VIINA data on territorial control are based on three sources: VIINA event reports on territorial control, polygon map layers from DeepStateMap, and crowdsourced control maps from Wikipedia. In cases where the three data sources disagree, a "majority vote" rule is used to determine whether a populated place is under the control of Ukrainian forces, Russian forces, or is being actively contested between the two.

The full set of Ukrainian populated places (N = 33,141) includes all locations in the GeoNames gazetteer with feature_code's beginning in PPL*.

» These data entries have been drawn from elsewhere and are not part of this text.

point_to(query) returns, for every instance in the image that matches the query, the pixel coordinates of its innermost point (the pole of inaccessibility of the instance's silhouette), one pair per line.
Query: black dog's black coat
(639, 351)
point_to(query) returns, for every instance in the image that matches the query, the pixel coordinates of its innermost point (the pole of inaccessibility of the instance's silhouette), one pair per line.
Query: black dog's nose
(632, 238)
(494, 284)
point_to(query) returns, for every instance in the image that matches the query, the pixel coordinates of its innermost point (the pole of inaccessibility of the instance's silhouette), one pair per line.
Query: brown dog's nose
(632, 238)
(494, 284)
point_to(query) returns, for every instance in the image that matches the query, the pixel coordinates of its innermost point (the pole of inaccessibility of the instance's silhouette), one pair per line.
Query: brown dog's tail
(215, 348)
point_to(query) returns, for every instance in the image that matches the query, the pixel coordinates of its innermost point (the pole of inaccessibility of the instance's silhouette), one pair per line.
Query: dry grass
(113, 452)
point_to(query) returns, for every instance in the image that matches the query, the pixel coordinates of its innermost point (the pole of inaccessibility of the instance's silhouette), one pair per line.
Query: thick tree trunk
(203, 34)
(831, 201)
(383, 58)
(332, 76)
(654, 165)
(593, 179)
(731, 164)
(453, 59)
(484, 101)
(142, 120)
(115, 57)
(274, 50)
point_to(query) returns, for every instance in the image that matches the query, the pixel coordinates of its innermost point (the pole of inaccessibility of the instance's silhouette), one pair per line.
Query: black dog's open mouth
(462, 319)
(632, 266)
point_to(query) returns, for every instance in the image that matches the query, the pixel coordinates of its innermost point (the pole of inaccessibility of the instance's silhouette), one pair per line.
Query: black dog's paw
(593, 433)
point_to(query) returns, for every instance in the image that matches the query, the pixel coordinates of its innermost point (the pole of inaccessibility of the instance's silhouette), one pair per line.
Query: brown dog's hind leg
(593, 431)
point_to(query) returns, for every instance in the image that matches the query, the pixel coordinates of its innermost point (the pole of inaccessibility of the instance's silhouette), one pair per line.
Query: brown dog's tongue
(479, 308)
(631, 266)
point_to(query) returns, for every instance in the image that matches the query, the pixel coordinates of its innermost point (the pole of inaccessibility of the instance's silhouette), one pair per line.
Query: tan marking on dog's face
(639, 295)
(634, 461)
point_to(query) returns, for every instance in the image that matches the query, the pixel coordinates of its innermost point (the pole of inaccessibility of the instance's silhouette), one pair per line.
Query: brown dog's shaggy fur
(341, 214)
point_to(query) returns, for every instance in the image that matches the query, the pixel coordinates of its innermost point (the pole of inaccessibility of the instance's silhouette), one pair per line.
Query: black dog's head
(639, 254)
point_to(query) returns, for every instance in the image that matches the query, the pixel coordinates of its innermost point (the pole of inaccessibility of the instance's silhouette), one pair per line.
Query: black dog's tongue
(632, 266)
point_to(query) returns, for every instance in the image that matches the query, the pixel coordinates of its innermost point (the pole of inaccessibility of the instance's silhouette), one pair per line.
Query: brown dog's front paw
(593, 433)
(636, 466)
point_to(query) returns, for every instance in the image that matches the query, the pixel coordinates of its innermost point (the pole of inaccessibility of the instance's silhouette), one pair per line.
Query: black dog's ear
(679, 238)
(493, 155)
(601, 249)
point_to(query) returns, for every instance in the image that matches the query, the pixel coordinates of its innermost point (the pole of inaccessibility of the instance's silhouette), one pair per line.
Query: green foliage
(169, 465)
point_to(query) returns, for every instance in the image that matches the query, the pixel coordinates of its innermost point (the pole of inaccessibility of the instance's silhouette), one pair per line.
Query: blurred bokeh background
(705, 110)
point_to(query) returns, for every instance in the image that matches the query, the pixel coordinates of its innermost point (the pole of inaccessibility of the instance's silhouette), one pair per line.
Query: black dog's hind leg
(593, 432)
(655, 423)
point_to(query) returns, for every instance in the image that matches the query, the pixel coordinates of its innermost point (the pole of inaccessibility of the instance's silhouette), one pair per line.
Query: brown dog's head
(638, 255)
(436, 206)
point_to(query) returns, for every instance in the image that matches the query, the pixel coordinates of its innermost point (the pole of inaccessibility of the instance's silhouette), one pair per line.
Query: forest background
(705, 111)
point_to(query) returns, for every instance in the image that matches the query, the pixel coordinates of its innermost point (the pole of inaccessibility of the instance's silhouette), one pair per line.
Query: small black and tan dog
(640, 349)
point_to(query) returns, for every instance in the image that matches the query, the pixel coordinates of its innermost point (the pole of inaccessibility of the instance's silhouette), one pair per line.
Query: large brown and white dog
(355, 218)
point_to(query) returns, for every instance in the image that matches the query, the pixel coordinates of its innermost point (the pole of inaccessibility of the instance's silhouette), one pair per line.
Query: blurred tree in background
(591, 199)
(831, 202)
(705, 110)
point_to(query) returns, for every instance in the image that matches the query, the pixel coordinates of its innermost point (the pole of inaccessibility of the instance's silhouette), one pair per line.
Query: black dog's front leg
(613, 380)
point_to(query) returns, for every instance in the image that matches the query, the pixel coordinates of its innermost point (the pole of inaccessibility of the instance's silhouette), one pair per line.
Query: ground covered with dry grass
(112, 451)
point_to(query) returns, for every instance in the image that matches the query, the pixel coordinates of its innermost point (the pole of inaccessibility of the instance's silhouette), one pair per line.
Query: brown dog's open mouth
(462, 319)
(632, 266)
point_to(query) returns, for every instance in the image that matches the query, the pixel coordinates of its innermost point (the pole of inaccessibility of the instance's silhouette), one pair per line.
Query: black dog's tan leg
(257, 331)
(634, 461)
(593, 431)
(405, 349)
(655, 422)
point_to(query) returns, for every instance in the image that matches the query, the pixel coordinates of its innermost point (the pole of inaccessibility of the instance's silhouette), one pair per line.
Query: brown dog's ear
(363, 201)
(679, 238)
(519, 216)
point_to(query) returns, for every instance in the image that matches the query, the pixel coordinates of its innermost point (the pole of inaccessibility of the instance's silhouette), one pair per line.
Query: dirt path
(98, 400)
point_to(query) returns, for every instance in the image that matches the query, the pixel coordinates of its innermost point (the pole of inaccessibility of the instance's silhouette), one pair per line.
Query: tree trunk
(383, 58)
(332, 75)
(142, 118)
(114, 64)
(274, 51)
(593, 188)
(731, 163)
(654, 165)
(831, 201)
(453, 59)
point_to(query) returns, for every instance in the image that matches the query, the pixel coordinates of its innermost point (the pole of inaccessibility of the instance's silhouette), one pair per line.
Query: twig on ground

Each territorial control dataset includes the following fields:

  • geonameid: Numeric ID of populated place (can be linked to geometries in gn_UA_tess.geojson)
  • date: Date of map update (YYYYMMDD)
  • status_wiki: Reported control status (UA/RU/CONTESTED), from Wikipedia crowdsourced maps
  • status_boost: Reported control status (UA/RU/CONTESTED), from Wikipedia "boosted" by VIINA event reports
  • status_dsm: Reported control status (UA/RU/CONTESTED), from DeepStateMap
  • status: Reported control status (UA/RU/CONTESTED), "majority vote" of wiki, boost and dsm

Note that the structure of these data have recently changed. Starting August 8, 2023, the data files have switched from a "wide" matrix format (rows are populated places, columns are status at different time points) to "long" panel data format (rows are daily observations for each populated place, columns are control status from different sources). Each daily observation uses the most recently available data from each of the three sources.